La réussite, si le baccalauréat en est une, fait prendre la grosse tête. Déné (nom d’emprunt) est devenue totalement prétentieuse dès qu’elle a reçu le message d’Airtel la félicitant pour avoir réussi au baccalauréat, série A4 ce samedi 16 juillet. Hâtivement, elle s’accoutre dans une tenue de ville, hèle un mototaxi, éteint son téléphone et disparaît dans un bistrot de la bruyantissime avenue Mathias Ngarteri (le fameux Axe CA7). Au petit matin, elle rentre complètement ivre, la coiffure défaite, renforçant les soupçons d’infidélité.

« J’AI DÉJÀ RÉUSSI, JE M’EN FOUS D’UN MARI », PROCLAME-T-ELLE.

L’époux qui l’a cherchée et appelée en vain toute la nuit pour allaiter son nourrisson, monte sur ses grands chevaux et convoque d’urgence une réunion de famille. La nouvelle bachelière, titubant sur ses jambes flageolantes, rentre enfin autour de 7 heures, fend sans le moindre respect le cercle formé par la dizaine des parents au quartier, s’enferme dans la chambre conjugale.

Forcée à se justifier sur le fait qu’elle ait découché, sa réponse est sans ambages. « Je m’en fous, j’ai déjà réussi ! D’ailleurs à combien s’élève la dot qu’il a payée ? Mettez mes effets dehors tout de suite si vous voulez ». Sans le moindre remords, son époux exécute sa volonté.
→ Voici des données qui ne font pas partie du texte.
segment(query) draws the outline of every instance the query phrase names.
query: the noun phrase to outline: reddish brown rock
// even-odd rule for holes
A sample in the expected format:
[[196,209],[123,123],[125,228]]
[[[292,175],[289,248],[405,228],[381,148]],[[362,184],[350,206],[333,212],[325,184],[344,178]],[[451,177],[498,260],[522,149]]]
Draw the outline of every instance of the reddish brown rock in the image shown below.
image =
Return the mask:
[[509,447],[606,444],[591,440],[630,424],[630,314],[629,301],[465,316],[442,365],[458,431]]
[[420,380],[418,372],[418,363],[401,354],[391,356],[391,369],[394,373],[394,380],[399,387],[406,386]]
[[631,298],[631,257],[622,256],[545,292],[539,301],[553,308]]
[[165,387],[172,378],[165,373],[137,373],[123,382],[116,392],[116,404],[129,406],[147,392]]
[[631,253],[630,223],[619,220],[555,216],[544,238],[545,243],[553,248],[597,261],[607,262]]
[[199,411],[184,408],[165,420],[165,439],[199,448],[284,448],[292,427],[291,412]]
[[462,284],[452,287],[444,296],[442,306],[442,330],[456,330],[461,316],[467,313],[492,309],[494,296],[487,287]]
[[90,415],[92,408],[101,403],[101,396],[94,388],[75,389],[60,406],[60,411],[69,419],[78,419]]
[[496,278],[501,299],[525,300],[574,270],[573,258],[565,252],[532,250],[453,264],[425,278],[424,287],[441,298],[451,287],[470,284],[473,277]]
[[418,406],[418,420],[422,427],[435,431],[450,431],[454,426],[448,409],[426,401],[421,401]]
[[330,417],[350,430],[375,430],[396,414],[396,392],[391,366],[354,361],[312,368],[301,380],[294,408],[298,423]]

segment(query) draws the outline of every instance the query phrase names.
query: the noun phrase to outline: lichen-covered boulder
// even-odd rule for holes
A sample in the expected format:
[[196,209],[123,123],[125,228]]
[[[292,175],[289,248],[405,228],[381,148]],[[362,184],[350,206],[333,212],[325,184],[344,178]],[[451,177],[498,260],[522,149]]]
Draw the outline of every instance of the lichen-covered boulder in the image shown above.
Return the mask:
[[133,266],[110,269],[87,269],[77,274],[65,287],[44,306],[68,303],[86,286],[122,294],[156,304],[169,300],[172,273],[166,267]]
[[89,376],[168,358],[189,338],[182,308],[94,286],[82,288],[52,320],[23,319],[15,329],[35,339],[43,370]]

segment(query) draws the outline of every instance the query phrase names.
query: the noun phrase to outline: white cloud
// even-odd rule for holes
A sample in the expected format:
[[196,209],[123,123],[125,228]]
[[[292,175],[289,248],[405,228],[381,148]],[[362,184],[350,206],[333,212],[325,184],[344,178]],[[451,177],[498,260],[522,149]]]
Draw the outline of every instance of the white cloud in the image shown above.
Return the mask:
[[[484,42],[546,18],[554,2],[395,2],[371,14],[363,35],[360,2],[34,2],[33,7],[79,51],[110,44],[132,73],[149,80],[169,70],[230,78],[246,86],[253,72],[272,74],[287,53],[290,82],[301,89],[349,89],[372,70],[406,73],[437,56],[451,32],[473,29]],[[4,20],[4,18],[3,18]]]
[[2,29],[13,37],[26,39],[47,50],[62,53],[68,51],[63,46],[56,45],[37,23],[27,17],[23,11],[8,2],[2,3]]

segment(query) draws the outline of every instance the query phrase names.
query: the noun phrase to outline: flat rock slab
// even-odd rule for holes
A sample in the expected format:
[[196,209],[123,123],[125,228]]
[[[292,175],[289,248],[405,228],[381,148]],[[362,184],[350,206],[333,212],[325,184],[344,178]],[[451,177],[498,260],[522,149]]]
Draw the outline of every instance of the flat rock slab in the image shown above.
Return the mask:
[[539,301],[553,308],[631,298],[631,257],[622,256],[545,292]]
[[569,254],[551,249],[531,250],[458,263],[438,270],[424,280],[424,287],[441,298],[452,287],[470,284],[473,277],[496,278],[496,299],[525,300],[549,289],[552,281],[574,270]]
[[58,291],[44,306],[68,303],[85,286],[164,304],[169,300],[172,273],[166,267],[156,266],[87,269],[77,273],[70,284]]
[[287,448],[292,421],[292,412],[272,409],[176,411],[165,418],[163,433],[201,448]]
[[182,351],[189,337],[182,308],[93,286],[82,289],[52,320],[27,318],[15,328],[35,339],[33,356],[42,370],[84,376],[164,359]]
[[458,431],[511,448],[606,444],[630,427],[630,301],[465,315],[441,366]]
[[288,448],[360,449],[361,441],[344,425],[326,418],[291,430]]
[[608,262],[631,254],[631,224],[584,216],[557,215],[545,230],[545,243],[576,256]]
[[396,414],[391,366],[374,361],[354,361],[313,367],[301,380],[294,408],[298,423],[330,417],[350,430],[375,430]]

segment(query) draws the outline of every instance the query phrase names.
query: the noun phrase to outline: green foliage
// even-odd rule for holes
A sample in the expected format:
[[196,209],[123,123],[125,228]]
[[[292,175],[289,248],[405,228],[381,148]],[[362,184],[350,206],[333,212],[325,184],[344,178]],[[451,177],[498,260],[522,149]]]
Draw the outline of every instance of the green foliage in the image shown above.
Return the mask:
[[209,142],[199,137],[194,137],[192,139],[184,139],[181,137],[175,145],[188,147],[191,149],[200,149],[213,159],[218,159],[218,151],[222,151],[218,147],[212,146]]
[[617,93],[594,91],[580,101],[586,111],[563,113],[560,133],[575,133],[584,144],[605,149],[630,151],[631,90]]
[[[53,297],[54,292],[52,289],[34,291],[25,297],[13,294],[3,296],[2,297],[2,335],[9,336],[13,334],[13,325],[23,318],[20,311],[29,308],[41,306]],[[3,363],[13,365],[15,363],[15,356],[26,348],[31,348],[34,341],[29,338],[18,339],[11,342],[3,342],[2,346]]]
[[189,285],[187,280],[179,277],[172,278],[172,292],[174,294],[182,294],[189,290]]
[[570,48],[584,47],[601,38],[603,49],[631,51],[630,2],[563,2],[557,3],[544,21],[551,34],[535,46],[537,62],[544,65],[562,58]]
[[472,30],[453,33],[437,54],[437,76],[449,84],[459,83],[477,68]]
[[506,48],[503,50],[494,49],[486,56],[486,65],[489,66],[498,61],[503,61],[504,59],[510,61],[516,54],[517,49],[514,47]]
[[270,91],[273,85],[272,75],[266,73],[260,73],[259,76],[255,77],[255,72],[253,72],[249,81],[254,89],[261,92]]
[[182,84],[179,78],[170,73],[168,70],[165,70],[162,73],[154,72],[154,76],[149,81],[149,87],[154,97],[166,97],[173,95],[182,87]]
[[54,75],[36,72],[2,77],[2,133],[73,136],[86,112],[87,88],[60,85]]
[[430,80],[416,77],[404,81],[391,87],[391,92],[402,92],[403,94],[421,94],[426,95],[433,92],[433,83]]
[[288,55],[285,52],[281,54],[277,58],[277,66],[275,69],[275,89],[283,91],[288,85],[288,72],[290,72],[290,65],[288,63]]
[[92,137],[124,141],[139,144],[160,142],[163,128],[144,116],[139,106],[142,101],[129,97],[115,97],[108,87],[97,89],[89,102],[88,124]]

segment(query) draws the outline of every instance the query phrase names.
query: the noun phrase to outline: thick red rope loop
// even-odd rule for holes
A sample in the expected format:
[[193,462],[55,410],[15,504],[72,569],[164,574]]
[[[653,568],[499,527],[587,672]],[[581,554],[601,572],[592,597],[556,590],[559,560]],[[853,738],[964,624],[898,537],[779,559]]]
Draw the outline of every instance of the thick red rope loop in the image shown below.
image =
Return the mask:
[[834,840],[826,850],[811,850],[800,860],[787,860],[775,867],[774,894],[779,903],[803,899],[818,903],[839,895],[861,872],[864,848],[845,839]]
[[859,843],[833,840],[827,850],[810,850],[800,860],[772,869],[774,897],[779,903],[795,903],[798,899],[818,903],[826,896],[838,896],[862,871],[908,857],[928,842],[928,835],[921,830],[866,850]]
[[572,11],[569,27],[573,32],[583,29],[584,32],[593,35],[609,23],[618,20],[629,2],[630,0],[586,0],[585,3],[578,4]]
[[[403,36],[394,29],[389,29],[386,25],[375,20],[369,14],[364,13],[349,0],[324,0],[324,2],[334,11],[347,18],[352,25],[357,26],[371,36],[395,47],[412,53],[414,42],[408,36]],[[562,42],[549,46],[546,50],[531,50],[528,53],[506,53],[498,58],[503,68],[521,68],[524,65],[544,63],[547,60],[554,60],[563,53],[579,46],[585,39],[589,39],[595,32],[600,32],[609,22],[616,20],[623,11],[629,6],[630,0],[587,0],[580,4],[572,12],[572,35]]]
Haillons, ustensiles, paperasse, tout atterrit violemment hors de la chambre conjugale. La nouvelle bachelière, imperturbable, les range soigneusement. À la fin, elle n’a d’oreilles que pour entendre son époux, licencié en droit devenu vigile, vociférer : « On verra bien ce que tu feras de ton bac. Même moi licencié, je garde la maison des gens ».